Legal venue is an important issue in many personal injury lawsuits, especially when the different states have different laws. In the product liability lawsuit of Joseph Murphy v. Mancari’s Chrysler Plymouth, Inc., No. 1-10-2178 (March 31, 2011), the Illinois Appellate Court sought to answer the question of whether Michigan law or Illinois law governed the case regarding issues of liability and damages.
The car accident at issue in Murphy occurred in Michigan. However, the plaintiff driver and the defendant car dealership where the plaintiff bought his car both were located in Illinois. The court then had to decide where the personal injury lawsuit should be heard – in Michigan, where the accident occurred, or in Illinois, where the plaintiff driver lived and worked.

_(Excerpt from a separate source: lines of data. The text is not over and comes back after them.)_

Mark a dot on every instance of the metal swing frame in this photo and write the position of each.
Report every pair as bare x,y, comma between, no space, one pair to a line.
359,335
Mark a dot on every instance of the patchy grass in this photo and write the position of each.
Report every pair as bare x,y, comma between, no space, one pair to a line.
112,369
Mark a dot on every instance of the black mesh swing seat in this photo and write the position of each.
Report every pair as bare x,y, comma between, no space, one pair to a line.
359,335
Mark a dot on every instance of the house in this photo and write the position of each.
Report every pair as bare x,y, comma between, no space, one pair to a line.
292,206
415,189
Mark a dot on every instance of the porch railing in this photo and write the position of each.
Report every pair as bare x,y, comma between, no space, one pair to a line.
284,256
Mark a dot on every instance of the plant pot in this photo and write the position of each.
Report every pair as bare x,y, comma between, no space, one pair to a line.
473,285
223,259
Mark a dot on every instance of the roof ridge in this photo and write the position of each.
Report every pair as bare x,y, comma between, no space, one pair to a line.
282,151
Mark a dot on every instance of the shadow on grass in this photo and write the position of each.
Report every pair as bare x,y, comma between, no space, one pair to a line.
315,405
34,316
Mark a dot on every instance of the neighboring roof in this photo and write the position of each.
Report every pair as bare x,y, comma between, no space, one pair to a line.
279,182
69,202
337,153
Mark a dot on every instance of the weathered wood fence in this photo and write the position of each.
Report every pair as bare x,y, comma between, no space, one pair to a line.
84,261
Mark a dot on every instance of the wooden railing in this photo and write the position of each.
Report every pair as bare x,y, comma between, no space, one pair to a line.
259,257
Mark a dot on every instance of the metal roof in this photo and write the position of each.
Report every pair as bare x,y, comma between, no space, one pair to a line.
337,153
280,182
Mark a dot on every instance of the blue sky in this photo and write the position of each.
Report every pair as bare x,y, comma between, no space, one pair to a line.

Where the lawsuit was filed, or “choice-of-law,” would be critical to the eventual outcome of Murphy because of the major differences in Michigan and Illinois law. When deciding product liability issues, Illinois law applies a strict liability rule, whereas Michigan law applies a pure negligence standard. This means that Illinois defendants cannot effectively argue that they were unaware of the risk of the design defect, whereas this could be a successful defense in Michigan where the standard of care is set by similar manufacturers. In addition, Michigan imposes a $500,000 cap on non-economic damages in any product liability lawsuits, whereas Illinois has no such cap on damages.